Most people wouldn't have noticed there was an edge of self- serving cynicism in there at all, but Rafaella did, not just a leading edge but an entire cranked delta wing's worth of complexity. 'You say that with more undertones than a Mon Cal orchestra. I didn't expect things to be simple, but-'

'Blood will out. That's exactly the sort of crack your father would make. Things are not simple, they are fiendishly complicated, and I'm not entirely certain what we're saving you from.' Alrika admitted, going for empathic.

'I'm not entirely certain that you are saving me. Even if you would present genetic proof, I still want to know more about the hows and whys. A father being unaware I can understand, but surely my mother must have noticed, I mean...'


Rafe was looking closely at this woman who claimed to be her aunt, and perhaps it was the force, perhaps just sharp eyes and quick mind, perhaps she had done this before in her nightmares, but she saw a blank. 'You didn't know my mother at all, did you?'

'Jorian hardly spoke to us about her.' Alrika admitted, thinking of a plausible line to spin, anything sufficiently close to the truth yet functional to get this strange and yet somehow entirely appropriate product of the family line on board.

'Even if I take you at your smell and grant that you're kin, there's still a world of warped possibility in there- and my father never mentioned my mother to you at all, did he?

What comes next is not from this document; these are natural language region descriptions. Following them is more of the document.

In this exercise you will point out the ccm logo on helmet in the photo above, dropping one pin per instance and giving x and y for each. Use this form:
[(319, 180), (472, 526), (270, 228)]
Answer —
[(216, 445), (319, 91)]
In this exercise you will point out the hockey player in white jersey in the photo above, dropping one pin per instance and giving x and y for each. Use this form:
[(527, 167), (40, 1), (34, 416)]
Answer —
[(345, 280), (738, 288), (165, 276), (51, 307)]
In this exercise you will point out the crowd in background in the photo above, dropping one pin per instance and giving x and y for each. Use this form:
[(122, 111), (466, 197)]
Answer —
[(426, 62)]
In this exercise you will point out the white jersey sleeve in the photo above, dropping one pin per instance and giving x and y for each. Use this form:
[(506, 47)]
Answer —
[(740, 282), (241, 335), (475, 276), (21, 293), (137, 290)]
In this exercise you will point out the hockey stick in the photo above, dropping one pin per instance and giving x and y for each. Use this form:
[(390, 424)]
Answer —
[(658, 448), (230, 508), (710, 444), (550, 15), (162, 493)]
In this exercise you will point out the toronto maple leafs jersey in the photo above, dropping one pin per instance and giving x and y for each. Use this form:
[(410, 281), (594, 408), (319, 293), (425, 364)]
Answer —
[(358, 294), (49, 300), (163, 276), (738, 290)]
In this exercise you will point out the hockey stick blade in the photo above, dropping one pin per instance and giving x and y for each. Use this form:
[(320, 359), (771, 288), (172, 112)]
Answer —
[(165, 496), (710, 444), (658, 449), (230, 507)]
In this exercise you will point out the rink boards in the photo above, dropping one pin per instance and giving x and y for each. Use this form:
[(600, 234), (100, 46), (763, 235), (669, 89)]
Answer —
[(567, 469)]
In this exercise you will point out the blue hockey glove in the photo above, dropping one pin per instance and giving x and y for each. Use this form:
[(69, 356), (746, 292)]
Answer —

In fact, you were hardly talking, period.' she more than half guessed, and saw by her aunt's reaction that she was right.


Alrika made a diversionary attempt. 'You're under regeneration therapy, full of bone- knitting drugs, and you can manage forensic cross examination. If you want to do the right thing and fight for justice and freedom, you could be a real asset to the Rebellion.'

It wasn't enough. 'Which is more than my father is- you're virtually estranged, your man jumps and snarls every time he gets mentioned, he's not with the alliance, is he?'

Timing, pace, it fitted. If her dreams and nightmares were true the web of light that lay around the image, her mother could only have been a light side force user, might as well use the criminal word, one of the Jedi. Although not exactly in good standing, after conceiving, at any rate...


The only people she even could have met profoundly enough to break through the mandated detachment were the people she worked directly with, or directly against. Her father had to have been a member of the armed forces of the Republic, or less likely the Confederation. Which, twenty- three years later, meant- she wanted someone else to say it out loud.

Alrika was having difficulty deciding what to say. Somehow 'Hush, dear, we're with you now' wasn't going to cut it. Lying might not be so brilliant an idea either. The truth might just have to do. 'Your father is a Star Destroyer commander in the Imperial fleet.'



'Captain, we have to talk.' Aleph-3 began, before the door was even fully open.

She found the office desk pushed into the middle of the room, her man and her commanding officer sprawling back on a couch on one side of it, the Corellian Engineering senior man- Caldor, that was it- on the other side, in an executive swivel chair, both of them looking at the little floating grid in the air between them.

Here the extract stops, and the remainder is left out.